Ping

I want to share some thoughts but I’m scared. I want to keep the conversation going … past the Summer of 2020, past the election, past MLK Day. I’ve been told that as a white woman, I can’t talk about diversity. But it’s laying so heavy on my heart. So I do what I normally do and I say it out loud to see if the fear will go away or if God shuts me down. I did that several weeks ago by saying it out loud on my Instagram account. 

You know the drill. I watched. Who liked it? Did my white and black friends like it? Who commented? What did they say? Are people in my circle going to support me? Will they listen to what I have to say? Can I change their mind? 

And then, I called my friend Sidni. Sidni loves me. Sidni has also called me out on my thinking from the very first day I met her. We have developed a deep friendship over the past year. We have real talk about race and Jesus. Jesus unites us. We are both believers. But our backgrounds are very different and we are learning so much from each other. Well … I’m learning so much from her. 

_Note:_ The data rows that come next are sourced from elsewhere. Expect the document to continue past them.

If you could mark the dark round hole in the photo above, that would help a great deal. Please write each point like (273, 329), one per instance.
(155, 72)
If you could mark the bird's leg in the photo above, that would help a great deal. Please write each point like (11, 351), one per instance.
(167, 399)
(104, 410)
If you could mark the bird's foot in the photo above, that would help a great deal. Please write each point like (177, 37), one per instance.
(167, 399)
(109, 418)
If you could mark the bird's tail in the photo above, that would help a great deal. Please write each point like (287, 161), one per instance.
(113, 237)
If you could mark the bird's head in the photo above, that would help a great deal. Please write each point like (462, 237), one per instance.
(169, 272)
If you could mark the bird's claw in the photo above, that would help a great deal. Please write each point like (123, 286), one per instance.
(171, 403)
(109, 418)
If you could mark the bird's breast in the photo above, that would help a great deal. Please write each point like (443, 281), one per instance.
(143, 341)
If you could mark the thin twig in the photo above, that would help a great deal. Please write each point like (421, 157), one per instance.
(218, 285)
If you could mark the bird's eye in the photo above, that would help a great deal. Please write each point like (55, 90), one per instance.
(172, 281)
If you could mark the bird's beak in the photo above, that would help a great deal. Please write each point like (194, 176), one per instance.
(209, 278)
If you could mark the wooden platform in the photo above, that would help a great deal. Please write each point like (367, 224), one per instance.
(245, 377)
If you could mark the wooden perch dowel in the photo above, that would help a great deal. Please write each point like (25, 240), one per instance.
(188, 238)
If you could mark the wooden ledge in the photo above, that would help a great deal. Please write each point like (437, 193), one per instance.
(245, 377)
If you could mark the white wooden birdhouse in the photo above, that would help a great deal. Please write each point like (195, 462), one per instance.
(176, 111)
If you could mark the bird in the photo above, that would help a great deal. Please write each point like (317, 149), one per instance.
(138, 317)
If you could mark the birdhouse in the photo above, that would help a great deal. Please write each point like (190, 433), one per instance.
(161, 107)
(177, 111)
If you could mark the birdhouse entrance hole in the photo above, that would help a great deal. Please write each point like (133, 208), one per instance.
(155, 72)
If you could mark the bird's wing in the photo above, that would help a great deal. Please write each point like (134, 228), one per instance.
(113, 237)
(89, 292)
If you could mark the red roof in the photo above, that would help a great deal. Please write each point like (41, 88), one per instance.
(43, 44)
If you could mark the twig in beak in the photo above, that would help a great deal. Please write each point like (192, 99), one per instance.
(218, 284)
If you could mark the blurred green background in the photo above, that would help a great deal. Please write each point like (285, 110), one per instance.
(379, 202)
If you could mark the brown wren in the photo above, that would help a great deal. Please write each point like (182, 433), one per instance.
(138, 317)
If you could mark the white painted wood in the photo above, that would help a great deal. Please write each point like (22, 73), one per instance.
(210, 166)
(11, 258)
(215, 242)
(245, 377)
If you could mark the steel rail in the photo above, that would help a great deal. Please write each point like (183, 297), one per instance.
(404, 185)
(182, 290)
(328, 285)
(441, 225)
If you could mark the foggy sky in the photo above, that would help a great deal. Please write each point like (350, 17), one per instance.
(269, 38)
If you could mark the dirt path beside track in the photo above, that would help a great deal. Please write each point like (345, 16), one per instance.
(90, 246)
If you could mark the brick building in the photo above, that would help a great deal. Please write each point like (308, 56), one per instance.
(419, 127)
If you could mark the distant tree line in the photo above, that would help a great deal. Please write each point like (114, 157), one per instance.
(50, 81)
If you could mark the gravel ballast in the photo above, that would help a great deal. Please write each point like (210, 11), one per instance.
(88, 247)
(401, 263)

In a two hour phone conversation on a Saturday morning, after two cups of coffee, I shared with Sidni what I wanted to do and I wanted to know if she would be on my personal board of directors. I knew I would need someone to review my writings so that I don’t say something completely stupid.

I want to write about diversity on my blog. Do you think that’s dangerous? 

Dangerous? No. I don’t think it’s dangerous but why? 

I want to share what I’ve learned. I think women that look like me have more power to change things. I want to share with them what I’ve learned the hard way. 

Maybe instead of telling them what you know or what you’ve learned, you could start by asking them if they want to talk about it. Because it’s going to get sticky. You need parameters. Where do you want to go with this? What will you allow? What do you want to happen? 

This conversation scared me even more. And it wasn’t what I wanted to hear. I wanted to hear … Stacey, that would be wonderful. Thank you for doing this. Thank you for helping. This will fix things.   

The same article Sidni sent me six months ago, the week after George Floyd’s death, had been replayed in real talk in our Saturday morning phone call. Six months ago, Sidni texted me a copy of “For White Voices” by Andre Vaughn. It was a note to white people who wanted to help. I could understand everything except the word “whiteness.” That term is something I had never heard before and it pinged me. For this blog, I didn’t want to describe it as a ping and then I looked up the word. 

In technical software terms, a ping is a signal sent to a host that requests a response. It serves two primary purposes: 1) to check if the host is available and 2) to measure how long the response takes. 

Sidni sent me a ping. Would I respond? Was I available … or willing … to have this conversation. I didn’t want to say the wrong thing and offend any of my friends that were hurting way more deeply than I was. I don’t remember how long it took me to respond to Sidni’s text in May, but it took me about a month before I told Sidni that the term “whiteness” sent a ping. I decided instead that I would learn more about the term. I read the book Witnessing Whiteness by Shelly Tochluk. I learned a lot. There was an idea I had been carrying a long time. I was unaware. 

Do you want to talk about some of that? If I send a ping, will you respond? I’m ok if the response time is long … especially if it takes you a while to read, research and reflect before responding.